Number portability is a circuit-switch telecommunications network feature that enables end users to retain their telephone numbers when changing service providers, service types, and/or locations. When fully implemented nation wide by wireline and wireless providers, portability will remove one of the most significant deterrents to changing service, providing unprecedented convenience for consumers, and encouraging unrestrained competition in the telecommunications industry.
Mobile number portability (MNP) requires that mobile telephone customers can keep their telephone number–including the prefix–when switching from one provider of mobile telecommunications services to another. In the absence of MNP, customers have to give up their number and must adopt a new one when they switch operators. As a result, customers face switching costs associated with informing people about changing their number, printing new business cards, missing valuable calls from people that do not have the new number, etc. Based on these considerations, many regulatory authorities have imposed mandatory MNP–or are about to require its introduction–so as to reduce customers’ switching costs, attempting to make mobile telecommunications more competitive.
The world’s first country to introduce MNP was Singapore in 1997, followed by the
UK, Hong Kong and the Netherlands in 1999. As of 2003, a number of other countries,
Especially in Europe, require MNP.
The Telecommunications Act of 1996 (TA 96) tore down most of the significant barriers to unfettered competition in telecommunications. However, the inability of end users to retain their telephone numbers when changing service providers or types could potentially dissuade consumers from making such a change, threatening to hinder industry competition and growth. Congress’ addition of Section 251 (b)(2) to TA 96 addressed this obstacle by defining number portability, requiring that all carriers deploy it, and setting deadlines for implementation. FCC Docket No. 95-116 (In the Matter of Telephone Number Portability) and subsequent FCC orders and reconsiderations reinforced Congress’ mandate and set the machinery in motion to implement number portability.
The actions of both Congress and the FCC enabled consumers and businesses to choose new providers, services, and locales while retaining their phone numbers, thereby fostering competition in the telecommunications industry.

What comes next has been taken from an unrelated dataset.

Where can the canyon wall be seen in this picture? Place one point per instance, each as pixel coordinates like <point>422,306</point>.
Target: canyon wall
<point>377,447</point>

To ensure standardization across platforms for all participants, the FCC instructed the North American Numbering Council (NANC) to determine which number portability method to employ. Several options were investigated. The location routing number (LRN) method was chosen because it appeared to be the most efficient and is now successfully implemented in the wire line environment. The NANC then created the Local Number Portability Working Group (LNPA-WG) and empowered it to select the appropriate technology, create standards, determine operational processes, and develop and implement a deployment strategy. To fulfill its responsibilities, the LNPA-WG was granted the authority to convene appropriate subcommittees as needed. Subcommittees created include the National Number Pooling and Slow Horse groups, as well as the Wireless Number Portability subcommittee, which defines integration issues between the wireless and the wireline industries. NeuStar was named the Number Portability Administrator and operates the Number Portability Administration Center (NPAC).